Concepts#

Data#

Reference_df

Testing LLMs involves preparing the following data for your use case:

Inputs to the LLM. Depending on the task at hand, these inputs are likely formatted to follow a prompt template.
Reference Outputs: these are your baseline outputs, which are optional in Arthur Bench but recommended to get a comprehensive understanding of your model’s performance relative to its expected outputs. These reference outputs would likely be either ground truth responses to the inputs, or could be outputs from a baseline LLM that you are evaluating against.
Candidate Outputs: these are the outputs from your candidate LLM that you are scoring.
Context: contextual information used to produce the candidate output, e.g. for retrieval-augmented Question & Answering tasks.

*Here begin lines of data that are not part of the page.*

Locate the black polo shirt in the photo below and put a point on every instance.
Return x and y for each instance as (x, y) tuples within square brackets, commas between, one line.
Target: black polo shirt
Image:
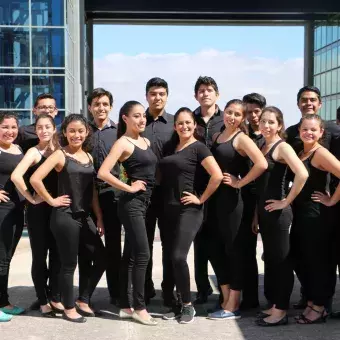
[(27, 137), (102, 141), (206, 130), (159, 131)]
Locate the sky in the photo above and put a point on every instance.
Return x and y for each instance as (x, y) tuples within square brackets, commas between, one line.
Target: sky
[(242, 59)]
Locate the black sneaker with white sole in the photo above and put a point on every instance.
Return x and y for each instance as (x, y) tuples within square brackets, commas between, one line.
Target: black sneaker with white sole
[(188, 314), (174, 313)]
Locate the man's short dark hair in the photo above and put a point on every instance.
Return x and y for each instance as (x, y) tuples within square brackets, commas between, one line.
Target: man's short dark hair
[(208, 81), (309, 89), (255, 98), (98, 93), (156, 82), (43, 96)]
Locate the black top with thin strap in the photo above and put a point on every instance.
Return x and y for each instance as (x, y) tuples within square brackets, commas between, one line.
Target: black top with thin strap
[(141, 165), (271, 184), (76, 180), (8, 162)]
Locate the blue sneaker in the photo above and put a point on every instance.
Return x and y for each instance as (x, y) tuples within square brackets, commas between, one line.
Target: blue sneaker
[(5, 317), (223, 315), (13, 311)]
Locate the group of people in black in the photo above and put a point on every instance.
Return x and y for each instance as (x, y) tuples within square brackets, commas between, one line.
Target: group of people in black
[(209, 177)]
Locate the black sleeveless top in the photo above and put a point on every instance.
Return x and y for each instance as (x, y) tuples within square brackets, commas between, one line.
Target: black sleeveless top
[(317, 181), (271, 184), (228, 158), (8, 162), (50, 181), (141, 165), (76, 180)]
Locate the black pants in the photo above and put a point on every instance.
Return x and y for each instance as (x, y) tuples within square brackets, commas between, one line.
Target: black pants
[(77, 236), (11, 225), (278, 276), (227, 258), (312, 239), (181, 224), (43, 243), (108, 201), (131, 211), (248, 239)]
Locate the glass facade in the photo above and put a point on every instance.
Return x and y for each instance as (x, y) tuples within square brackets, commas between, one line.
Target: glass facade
[(38, 54), (327, 66)]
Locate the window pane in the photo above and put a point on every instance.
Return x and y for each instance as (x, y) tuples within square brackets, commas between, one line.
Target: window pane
[(47, 12), (14, 12), (15, 92), (53, 84), (48, 49), (14, 47)]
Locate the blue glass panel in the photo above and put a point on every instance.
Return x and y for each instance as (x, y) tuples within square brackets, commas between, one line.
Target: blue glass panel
[(14, 47), (15, 92), (47, 12), (53, 84), (14, 12), (48, 49)]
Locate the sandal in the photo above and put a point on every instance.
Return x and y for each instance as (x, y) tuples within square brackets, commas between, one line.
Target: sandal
[(320, 319)]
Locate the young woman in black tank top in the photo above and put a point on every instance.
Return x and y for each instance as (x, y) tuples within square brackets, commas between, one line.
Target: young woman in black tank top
[(312, 229), (75, 233), (11, 209), (274, 215), (38, 216), (139, 161), (232, 149)]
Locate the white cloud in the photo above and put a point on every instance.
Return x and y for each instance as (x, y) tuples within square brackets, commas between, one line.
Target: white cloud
[(278, 80)]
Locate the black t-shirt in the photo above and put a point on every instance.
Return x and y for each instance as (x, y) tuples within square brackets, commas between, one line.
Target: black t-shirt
[(181, 171)]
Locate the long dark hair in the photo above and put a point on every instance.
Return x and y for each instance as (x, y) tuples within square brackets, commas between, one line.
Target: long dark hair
[(55, 138), (124, 111), (171, 145), (242, 126), (75, 117)]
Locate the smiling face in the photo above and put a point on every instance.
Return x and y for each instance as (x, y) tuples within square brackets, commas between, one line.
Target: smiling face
[(185, 125), (206, 96), (310, 131), (269, 125), (8, 131), (76, 133), (44, 129), (135, 120), (100, 108), (233, 115)]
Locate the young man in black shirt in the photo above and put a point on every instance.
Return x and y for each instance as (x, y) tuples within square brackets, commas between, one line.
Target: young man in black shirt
[(159, 129), (255, 103), (209, 119), (104, 135), (44, 103)]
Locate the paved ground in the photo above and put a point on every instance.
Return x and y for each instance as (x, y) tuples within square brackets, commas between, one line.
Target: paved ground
[(32, 327)]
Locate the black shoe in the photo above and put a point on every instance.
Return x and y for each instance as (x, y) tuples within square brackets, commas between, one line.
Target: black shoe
[(263, 323), (174, 313), (301, 304), (188, 314), (202, 298), (77, 320), (35, 305)]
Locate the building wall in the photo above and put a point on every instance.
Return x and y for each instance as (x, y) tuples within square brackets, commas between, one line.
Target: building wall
[(327, 67), (39, 53)]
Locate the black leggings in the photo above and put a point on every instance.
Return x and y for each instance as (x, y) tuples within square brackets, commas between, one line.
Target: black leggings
[(136, 255), (278, 274), (312, 241), (43, 242), (11, 225), (77, 235), (181, 224), (225, 211)]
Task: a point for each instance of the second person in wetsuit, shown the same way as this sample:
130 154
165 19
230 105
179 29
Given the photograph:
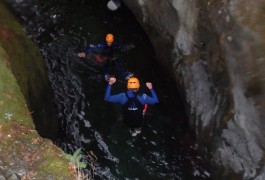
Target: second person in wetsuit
133 103
105 54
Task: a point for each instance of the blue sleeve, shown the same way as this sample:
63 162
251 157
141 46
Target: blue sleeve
93 47
121 46
118 98
145 99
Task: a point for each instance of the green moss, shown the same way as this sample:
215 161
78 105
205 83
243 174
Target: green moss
21 146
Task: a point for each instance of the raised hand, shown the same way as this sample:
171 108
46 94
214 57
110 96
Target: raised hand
112 80
82 54
149 85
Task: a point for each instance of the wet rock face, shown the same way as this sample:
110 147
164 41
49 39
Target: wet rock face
216 52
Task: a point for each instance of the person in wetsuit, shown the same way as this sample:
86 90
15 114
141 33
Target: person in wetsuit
105 55
133 103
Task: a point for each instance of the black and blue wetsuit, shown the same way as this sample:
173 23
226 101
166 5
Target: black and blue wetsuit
132 104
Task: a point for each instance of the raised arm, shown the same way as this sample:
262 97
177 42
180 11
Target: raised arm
119 98
147 99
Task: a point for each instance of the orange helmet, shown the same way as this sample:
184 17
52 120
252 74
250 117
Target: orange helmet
109 38
133 83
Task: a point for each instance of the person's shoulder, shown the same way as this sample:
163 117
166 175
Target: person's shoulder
142 95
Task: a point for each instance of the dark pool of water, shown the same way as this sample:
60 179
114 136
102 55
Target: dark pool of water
165 148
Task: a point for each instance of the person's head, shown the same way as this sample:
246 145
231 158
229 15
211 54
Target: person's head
109 39
133 84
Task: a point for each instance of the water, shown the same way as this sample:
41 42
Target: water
165 149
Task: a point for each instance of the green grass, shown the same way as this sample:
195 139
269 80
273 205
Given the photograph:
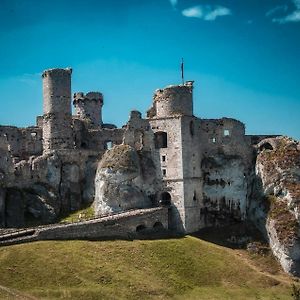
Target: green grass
79 215
183 268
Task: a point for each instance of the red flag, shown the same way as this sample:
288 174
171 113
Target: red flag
182 71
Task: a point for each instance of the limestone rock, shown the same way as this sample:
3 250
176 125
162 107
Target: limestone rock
124 180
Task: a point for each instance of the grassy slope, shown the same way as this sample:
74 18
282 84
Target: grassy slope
185 268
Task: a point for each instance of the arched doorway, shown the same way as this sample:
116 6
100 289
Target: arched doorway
140 228
165 199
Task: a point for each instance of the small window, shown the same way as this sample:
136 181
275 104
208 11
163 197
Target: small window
161 139
108 145
226 132
195 196
192 128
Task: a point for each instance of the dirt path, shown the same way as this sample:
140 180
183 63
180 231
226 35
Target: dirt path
13 294
280 277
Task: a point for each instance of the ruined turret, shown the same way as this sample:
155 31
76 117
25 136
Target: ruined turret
57 118
88 107
173 100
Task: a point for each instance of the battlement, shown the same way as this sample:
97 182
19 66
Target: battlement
90 96
173 100
88 107
57 72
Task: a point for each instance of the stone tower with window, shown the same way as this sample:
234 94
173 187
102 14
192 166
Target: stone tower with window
177 155
57 117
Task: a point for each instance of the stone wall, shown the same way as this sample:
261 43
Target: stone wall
22 142
126 225
173 100
57 119
88 107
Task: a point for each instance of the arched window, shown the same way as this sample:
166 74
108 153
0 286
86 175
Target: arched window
158 225
165 198
161 139
192 128
266 146
108 145
140 228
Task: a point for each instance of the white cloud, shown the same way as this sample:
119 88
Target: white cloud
292 17
173 2
277 9
206 12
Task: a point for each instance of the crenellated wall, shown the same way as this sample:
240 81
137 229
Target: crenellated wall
57 118
88 107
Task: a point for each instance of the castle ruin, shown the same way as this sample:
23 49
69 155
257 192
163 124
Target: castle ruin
201 168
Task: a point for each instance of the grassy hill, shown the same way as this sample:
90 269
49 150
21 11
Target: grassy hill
179 268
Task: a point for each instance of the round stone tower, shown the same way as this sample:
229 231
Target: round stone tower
57 118
89 107
174 100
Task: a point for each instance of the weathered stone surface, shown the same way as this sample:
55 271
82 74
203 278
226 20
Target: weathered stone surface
123 181
225 189
278 168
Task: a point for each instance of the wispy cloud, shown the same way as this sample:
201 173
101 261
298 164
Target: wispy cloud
294 16
206 12
173 3
276 9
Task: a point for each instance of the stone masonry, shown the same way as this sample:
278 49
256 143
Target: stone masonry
202 170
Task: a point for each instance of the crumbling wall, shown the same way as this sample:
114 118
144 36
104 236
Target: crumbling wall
23 142
57 118
278 170
225 190
125 179
138 133
172 100
88 107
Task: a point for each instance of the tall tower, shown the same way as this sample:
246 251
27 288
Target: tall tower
177 154
57 118
89 107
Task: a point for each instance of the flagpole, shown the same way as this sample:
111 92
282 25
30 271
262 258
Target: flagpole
182 71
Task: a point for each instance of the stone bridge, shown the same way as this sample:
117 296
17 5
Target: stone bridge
125 225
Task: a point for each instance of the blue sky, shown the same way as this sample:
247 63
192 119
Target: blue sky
243 55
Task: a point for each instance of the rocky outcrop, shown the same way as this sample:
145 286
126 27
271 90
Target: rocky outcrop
278 168
225 188
39 189
125 179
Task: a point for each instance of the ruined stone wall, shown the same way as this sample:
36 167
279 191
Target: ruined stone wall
227 170
192 172
89 107
57 119
23 142
101 139
126 225
173 100
168 162
138 133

As an example, consider the task of Question & Answering about specific documents:

Input: “What war was referred to in the Gettysburg Address?”
Reference Output: American Civil War
Candidate Output: The war referenced in the Gettysburg Address is the American Civil War
Context: (Wikipedia) “The Gettysburg Address is a speech that U.S. President Abraham Lincoln delivered during the American Civil War at the dedication of the Soldiers’ National Cemetery, now known as Gettysburg National Cemetery, in Gettysburg, Pennsylvania on the afternoon of November 19, 1863, four and a half months after the Union armies defeated Confederate forces in the Battle of Gettysburg, the Civil War’s deadliest battle.”

Testing#

test_suites_runs

Test Suites#

A Test Suite stores the input & reference output data for your testing use case along with a scorer.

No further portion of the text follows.